Am 24. Februar 2026 präsentierten die Oberschwabenklinik (OSK), die AMEOS Gruppe und die SRH Holding ihre Konzepte vor dem Gremium. Alle Angebote lagen der Aussage zufolge auf den Schwerpunkten Qualität, Nachhaltigkeit und finanzielle Planung, doch konkrete medizinische Ziele wurden nicht öffentlich genannt. Die Sitzung fand unter Ausschluss der Öffentlichkeit statt, um die Vertraulichkeit zu wahren.
Aktuell laufen weitere Gespräche, vor allem mit OSK und AMEOS, um zentrale Details zu klären. Eine zusätzliche nicht öffentliche Sitzung ist für den 29. April 2026 angesetzt, bevor die endgültige Wahl trifft.
Landrat Luca Wilhelm Prayon betonte die Notwendigkeit einer fundierten Entscheidung.
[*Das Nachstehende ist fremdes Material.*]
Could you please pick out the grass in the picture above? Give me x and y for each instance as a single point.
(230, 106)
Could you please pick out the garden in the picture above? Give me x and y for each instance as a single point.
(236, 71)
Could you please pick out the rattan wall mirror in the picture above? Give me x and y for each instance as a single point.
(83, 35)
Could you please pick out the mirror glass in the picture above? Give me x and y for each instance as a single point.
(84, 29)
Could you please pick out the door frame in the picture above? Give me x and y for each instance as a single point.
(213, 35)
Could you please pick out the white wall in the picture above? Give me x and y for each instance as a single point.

Ziel des Verfahrens sei es, eine langfristige und hochwertige Krankenhausversorgung für die Region zu sichern. Der Kreistag wird zudem die finanziellen Auswirkungen abwägen, bevor ein Partner ausgewählt wird.
Die Bekanntgabe des ausgewählten Trägers erfolgt am 13. Mai 2026 in einer öffentlichen Kreistagssitzung. Anschließend werden die verbindlichen Versorgungsverträge mit den beiden verbleibenden Bietern finalisiert.
Die Entscheidung des Kreistags wird die Krankenhausversorgung im Bodenseekreis über Jahre prägen. Sobald der neue Träger feststeht, beginnt dieser mit der Umsetzung seiner medizinischen und finanziellen Pläne im vereinbarten Rahmen.